Jill, who is 45 and has a college-age daughter, said her practice is full of women like me: exhausted, overextended mothers who have lost interest in sex. She gave me a quick tutorial, explaining that Chinese medical theory believes that there are channels of energy called meridians, which run in regular patterns through the body and connect to the organs. When the energy is interrupted (for a host of reasons, including illness, stress, and sitting in front of a computer all day), acupuncture needles are used to re-establish the flow.
Jill categorizes low libido in four ways: Lack of desire, lack of arousal, failure to orgasm, and painful intercourse. My problems stem from a combination of the first three.
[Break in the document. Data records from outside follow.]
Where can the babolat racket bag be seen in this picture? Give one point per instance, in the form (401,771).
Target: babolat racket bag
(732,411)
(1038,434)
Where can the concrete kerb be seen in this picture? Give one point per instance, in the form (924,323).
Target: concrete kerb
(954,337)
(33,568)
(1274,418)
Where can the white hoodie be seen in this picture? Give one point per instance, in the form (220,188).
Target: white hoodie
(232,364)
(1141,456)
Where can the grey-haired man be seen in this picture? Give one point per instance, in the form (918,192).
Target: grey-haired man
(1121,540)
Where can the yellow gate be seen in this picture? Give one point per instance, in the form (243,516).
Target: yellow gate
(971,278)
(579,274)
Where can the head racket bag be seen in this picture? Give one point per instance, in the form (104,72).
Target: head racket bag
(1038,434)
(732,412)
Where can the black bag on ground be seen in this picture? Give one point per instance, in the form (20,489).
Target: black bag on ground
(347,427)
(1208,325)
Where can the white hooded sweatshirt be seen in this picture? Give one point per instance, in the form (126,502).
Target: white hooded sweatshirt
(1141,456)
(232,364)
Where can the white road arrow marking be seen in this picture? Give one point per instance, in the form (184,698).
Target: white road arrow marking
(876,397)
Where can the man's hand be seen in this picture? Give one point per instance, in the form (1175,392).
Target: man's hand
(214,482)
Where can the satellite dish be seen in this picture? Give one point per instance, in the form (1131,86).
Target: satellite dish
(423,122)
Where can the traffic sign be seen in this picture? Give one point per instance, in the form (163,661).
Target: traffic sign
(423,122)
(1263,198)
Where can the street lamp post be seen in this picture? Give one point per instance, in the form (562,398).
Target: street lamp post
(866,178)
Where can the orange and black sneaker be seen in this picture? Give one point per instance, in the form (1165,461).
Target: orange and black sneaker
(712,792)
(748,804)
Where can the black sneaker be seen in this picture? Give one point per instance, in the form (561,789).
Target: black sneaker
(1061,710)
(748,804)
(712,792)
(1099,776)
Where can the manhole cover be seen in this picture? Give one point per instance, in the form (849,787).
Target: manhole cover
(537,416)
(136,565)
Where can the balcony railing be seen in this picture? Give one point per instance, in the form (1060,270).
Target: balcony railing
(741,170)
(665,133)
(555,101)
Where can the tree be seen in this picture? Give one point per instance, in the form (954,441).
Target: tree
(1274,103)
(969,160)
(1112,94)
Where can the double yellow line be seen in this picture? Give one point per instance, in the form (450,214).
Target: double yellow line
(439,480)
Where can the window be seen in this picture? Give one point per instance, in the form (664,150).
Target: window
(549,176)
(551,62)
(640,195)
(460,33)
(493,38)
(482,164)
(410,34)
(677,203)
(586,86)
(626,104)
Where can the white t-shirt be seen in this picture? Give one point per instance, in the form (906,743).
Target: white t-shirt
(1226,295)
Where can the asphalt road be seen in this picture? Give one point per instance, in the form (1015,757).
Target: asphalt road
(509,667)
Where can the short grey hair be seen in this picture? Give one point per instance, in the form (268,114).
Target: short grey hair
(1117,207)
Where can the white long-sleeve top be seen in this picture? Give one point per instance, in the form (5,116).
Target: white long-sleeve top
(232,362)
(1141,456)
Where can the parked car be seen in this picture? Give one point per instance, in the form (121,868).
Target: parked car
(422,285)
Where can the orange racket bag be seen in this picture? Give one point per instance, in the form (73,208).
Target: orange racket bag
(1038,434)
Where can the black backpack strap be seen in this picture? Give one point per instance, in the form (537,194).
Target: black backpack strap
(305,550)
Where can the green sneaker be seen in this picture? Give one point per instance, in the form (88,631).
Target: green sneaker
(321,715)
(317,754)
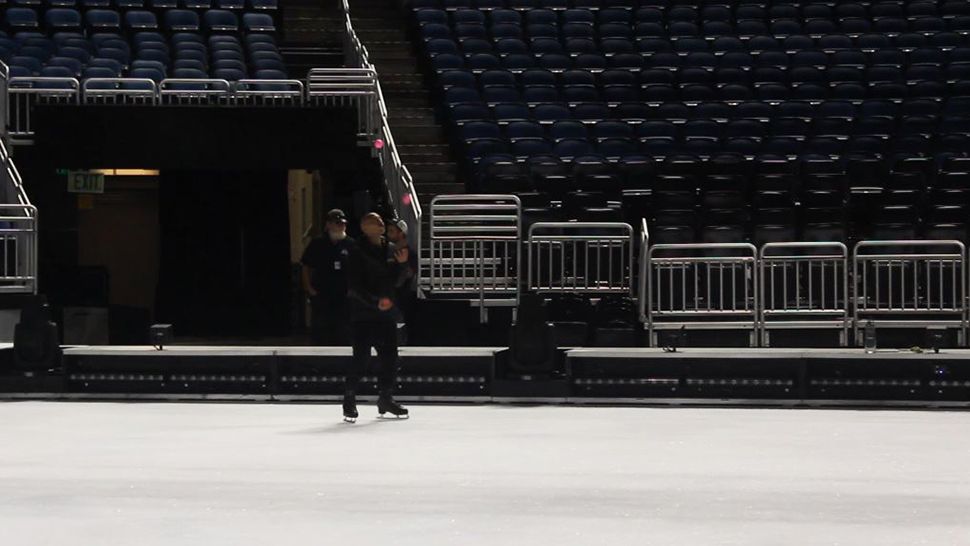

For this reason, and because of the nature of my other complaints, Jill diagnosed me with "liver qi stagnation." Qi (pronounced chee) is "the spark that animates you and makes you human," she said, and the liver is responsible for processing hormones, so when it becomes sluggish, hormonal transitions become difficult. "People with this condition are like pressure cookers," she said. "They manifest stress physically, with muscle tightness leading to stagnation of the flow of qi in the meridians." According to Chinese medicine, this pent-up energy can cause everything from acne to bloating to irritability to, yes, failure to orgasm. Thinking about the problem in Eastern terms, as bodily energy that needed to be freed, helped me see it as more finite. It didn't feel like an endless process, as therapy often did.